Page 1 of 1

how to generate control files in a datastage job?

Posted: Fri Mar 25, 2005 4:27 am
by pongal
Hi,

I have a requirement in such a way that i need to generate control files, one should contain no of rows extracted and another should contain no of rows loaded and both the files should put at remote server location through ftp.

Thanks in advance.

Posted: Fri Mar 25, 2005 5:04 am
by ArndW
Hello Pongal,

Do you wish to write DataStage results to these files and ftp them? The tterm "control file" is a bit confusing in that case.

But to answer your question - this is quite easy to do. You can write a very short after-job routine to write this information out to the 2 files; then you can call the FTP command line to copy the files, or you can use the FTP stage from the DataStage job to do so.

Posted: Fri Mar 25, 2005 9:47 am
by kduke
To get row counts in XML format then

../../DSEngine/bin/dsjob -report #projName# #jobName# XML >#jobName#.xml

There is another form of this report that is not XML if you leave off "XML" then you get that version.

Posted: Mon Mar 28, 2005 3:46 am
by pongal
Hi ArndW

Can i write code like this in after job routine?
Result= DSGetLinkInfo(DSJ.ME,<<stageName>>,<<LinkName>>,DSJ.LINKROWCOUNT)
and my doubt is how to create control files with rowcount information and transfer it to particular location in DataStage server.
i can use ftp,but how to generate control files.
can u explain more elaborately..

Thanks,
Pongal

Posted: Mon Mar 28, 2005 4:38 am
by ray.wurlod
Provided that you are running with MetaStage proxy mode enabled and the listener is running, process metadata can automatically be captured by MetaStage. You can arrange for the captured data to be distributed from MetaStage.

In an upcoming release, DataStage and MetaStage will share the same repository, so that this ought to be your preferred approach looking forward.

Otherwise, it's pretty much a code-it-yourself solution (or hire a good consultant to code to your exact specifications).

Posted: Mon Mar 28, 2005 5:26 am
by roy
Hi,
If you want to create cotrol files containing number of rows and such in ds server your most simple solution would be:
1. add a hash file with dummy key column having 1 as it's value.
2. split the output in a transformer to add the hash file with fixed 1 in the key column and the @OUTROWNUM or @INROWNUM, or whatever your loginc for outputing a row is, in the count column; at the end of the input rows you'll have the count in the hash file.
3. read that hash file to a sequential file building your control file.

IMHO,this is the most simple and pure GUI way to build a control file in server for you data files

IHTH,

Posted: Mon Mar 28, 2005 12:45 pm
by pongal
Thanks roy...
I got the rowcount.. but performance is dam slow as we have 7.2 million records at source file. can we take any performance tuning?

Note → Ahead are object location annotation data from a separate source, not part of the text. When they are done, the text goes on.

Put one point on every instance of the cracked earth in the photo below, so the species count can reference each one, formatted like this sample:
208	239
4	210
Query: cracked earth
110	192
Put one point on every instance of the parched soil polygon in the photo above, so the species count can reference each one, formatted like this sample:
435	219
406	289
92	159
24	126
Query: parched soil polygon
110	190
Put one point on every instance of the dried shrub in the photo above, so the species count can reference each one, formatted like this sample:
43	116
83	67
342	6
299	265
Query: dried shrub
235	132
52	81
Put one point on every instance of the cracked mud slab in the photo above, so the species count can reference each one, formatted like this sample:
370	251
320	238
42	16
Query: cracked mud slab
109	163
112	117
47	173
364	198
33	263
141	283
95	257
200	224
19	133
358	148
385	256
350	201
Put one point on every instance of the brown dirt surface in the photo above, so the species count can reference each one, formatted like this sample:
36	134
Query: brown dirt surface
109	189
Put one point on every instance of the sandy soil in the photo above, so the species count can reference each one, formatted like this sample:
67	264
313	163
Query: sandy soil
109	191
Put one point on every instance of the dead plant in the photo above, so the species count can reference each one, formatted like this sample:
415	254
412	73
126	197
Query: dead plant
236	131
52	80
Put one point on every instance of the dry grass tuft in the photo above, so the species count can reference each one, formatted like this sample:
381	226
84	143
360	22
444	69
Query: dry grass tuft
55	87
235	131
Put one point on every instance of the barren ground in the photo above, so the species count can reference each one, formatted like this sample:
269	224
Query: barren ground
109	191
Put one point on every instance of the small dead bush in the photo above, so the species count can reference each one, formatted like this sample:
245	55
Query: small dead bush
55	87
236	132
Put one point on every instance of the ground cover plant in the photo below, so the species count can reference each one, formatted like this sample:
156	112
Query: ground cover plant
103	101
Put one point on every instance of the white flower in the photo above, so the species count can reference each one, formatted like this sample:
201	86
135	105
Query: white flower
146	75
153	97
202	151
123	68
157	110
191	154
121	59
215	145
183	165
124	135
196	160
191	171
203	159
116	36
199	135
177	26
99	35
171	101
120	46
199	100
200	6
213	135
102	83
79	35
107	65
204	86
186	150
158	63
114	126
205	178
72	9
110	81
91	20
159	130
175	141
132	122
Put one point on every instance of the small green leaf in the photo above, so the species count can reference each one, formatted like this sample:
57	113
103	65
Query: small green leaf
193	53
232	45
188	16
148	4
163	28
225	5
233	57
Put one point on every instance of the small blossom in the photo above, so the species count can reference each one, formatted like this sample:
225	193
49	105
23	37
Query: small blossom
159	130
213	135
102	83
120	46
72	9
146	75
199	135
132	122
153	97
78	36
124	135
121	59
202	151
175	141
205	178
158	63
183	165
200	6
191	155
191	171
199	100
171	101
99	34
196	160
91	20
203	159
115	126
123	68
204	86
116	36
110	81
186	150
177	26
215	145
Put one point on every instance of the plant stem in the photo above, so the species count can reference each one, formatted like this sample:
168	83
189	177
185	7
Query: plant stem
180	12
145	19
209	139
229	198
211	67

Posted: Mon Mar 28, 2005 1:24 pm
by ray.wurlod
Take an extra output link. It has one integer column. The value sent along this link is @INROWNUM. Run it through an Aggregator stage in which the Last function is specified.

Posted: Tue Mar 29, 2005 4:51 am
by roy
Hi,
Do you only need to build the control file/s from existing files or ones you build in an ETL proces?

How do you define slow?
it should be relative to task and resources at hand.

Tricks for getting best performance include IPC stage to make sure a process gets max CPU doing a single task like only read or only write(though at times it can be only a small aproovment)

you might try a filter command for cutting only the first char of the line if you only need row count (just an idea I really never tested if it will make adifference)

also you might use filter command to wc -l the file and handle the result.

but theese are only options you might want to check out.

IHTH,